Uno. Hacer algo con tierra. Plantar habas, pimientos y flores. Hundir
caracoles en sal. Matar insectos. Seguir hormigas como se sigue la huella de un
crimen.
Dos. Nadar. Inhalar de costado, retener el aire, soltarlo en cuatro brazadas,
ver las burbujas saliendo de la nariz. No pensar en palabras: solo en burbujas.
Tres. Apoyar el oído sobre el pecho de alguien. Sentir el latido.
Sentir la fragilidad del cuerpo, y hundirse en un sopor de comodidad y
angustia. Amar.
Cuatro. Poner música en el living. Bailar de modos indebidos. Tomar la
guitarra y soñar con ser la nueva Janis Joplin. Procurar que nadie, en tu casa,
se entere de cosa semejante.
Cinco. Fascinarse con la televisión basura. Ver Cops, Bailando por un
sueño y las experiencias paranormales del canal Infinito. Ver programas del
corazón. Escuchar los problemas de cama y celos de gente ordinaria. En algún
momento, pronunciar la frase: “Ella tiene razón”.
Seis. Viajar a Montevideo y caminar por la Rambla. Sentir el ruido del
viento y del agua y no saber qué ruido pertenece a qué cosa. Mirar el mar.
Llorar por nada en especial: por solidaridad con el mar.
Siete. Ir a una tienda grande y probarse vestidos de fiesta. Mirar los
precintos de seguridad. Fantasear con robar todo. Luego recapacitar. Entender
que ya no vas a fiestas. Comprar dos remeras y pensar en la palabra
“oportunidad”.
Ocho. Criticar a alguien por teléfono mientras se lava un plato, se
hace una cama o se lleva a cabo cualquier otra acción vinculada al tedio. Compadecerse
de las vidas de los otros.
Nueve. Hablar con tu abuela.

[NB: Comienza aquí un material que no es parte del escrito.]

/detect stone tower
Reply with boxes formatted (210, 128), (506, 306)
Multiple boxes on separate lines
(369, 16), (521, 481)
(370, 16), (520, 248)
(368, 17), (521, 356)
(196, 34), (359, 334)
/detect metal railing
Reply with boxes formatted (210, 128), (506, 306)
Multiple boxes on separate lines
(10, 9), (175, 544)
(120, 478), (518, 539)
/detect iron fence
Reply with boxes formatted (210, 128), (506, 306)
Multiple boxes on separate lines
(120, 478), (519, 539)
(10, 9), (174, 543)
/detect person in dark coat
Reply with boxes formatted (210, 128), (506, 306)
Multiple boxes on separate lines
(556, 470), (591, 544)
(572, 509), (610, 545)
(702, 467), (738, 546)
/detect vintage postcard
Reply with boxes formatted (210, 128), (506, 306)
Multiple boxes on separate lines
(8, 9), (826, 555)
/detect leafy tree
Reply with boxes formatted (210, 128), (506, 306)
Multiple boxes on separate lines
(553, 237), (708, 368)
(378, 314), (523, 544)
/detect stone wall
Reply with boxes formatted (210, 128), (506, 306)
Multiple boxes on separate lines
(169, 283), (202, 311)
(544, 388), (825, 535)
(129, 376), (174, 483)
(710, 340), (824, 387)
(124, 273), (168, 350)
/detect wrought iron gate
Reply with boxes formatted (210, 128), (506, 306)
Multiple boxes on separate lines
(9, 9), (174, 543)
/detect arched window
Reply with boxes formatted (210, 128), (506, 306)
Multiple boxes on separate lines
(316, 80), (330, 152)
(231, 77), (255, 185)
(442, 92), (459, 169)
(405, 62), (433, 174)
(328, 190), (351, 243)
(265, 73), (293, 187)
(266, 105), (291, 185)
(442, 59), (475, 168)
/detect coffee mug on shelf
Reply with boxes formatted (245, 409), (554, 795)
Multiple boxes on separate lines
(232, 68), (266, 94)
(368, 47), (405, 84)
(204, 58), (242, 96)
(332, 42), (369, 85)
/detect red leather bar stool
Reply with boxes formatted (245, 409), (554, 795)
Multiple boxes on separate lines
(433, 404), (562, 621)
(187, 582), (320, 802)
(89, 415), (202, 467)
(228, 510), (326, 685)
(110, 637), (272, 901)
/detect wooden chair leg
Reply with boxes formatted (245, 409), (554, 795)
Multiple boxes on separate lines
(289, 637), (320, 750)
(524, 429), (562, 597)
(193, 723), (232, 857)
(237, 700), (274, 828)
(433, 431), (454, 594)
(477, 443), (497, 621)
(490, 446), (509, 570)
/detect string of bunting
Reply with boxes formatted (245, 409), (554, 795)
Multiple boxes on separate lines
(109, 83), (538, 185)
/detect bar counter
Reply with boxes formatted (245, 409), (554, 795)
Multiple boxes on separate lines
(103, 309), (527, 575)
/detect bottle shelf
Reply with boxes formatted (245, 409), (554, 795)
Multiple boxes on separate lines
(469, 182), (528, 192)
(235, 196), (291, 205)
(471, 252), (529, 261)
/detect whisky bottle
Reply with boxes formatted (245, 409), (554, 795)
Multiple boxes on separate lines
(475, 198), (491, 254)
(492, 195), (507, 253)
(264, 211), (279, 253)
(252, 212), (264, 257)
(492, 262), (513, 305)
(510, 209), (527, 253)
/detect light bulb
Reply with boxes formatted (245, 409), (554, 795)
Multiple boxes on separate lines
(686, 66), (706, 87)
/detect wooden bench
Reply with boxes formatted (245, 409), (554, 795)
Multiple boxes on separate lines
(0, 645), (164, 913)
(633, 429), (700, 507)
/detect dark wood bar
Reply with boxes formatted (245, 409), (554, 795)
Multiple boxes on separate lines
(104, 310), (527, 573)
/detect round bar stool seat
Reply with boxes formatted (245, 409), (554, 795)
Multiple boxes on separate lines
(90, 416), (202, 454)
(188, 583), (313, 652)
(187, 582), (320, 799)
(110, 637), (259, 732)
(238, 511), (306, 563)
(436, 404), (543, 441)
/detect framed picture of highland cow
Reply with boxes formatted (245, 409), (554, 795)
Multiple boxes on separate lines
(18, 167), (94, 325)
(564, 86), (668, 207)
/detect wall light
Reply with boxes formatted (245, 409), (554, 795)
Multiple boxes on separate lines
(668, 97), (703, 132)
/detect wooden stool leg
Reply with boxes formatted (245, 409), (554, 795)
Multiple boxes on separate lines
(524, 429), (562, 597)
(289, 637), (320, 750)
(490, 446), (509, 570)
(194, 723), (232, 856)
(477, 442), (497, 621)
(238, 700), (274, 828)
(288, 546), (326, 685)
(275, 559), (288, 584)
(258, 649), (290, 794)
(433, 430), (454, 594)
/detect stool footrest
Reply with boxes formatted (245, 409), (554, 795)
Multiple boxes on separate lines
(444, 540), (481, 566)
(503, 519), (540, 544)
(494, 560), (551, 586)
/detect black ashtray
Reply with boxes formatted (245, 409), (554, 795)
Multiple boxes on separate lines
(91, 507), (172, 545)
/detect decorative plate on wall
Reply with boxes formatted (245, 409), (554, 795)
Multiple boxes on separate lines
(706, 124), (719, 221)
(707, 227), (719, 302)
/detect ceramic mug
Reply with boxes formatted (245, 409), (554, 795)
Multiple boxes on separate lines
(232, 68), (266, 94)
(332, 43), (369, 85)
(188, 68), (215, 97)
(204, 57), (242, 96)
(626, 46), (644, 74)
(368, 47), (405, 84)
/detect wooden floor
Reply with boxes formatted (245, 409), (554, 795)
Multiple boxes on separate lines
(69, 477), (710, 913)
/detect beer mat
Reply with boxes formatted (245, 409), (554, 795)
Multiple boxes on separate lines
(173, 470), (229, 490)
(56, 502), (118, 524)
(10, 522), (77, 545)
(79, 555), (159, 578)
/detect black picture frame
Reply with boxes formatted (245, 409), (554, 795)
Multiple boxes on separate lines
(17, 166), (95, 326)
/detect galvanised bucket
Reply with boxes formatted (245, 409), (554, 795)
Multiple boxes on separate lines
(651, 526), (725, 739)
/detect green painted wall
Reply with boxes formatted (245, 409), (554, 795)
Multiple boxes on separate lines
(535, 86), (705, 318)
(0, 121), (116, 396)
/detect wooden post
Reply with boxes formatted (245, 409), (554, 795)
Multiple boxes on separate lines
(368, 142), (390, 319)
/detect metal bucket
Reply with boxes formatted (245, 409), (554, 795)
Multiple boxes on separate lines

Empezar con temas de salud y terminar
hablando de delincuencia juvenil. Decirle que sí a todo. No pensar en su
muerte. No pensar en la muerte de nadie querido, nunca.
Diez. Hacer un asado e invitar –entre tantos– a una persona sociable y
otra sobreinformada. Pasar la noche tomando vino; dejar que los dos invitados
entretengan al resto. Luego hacer el amor con tu pareja y dormir. No dejar que
las palabras interrumpan el sueño, ni ninguna otra cosa.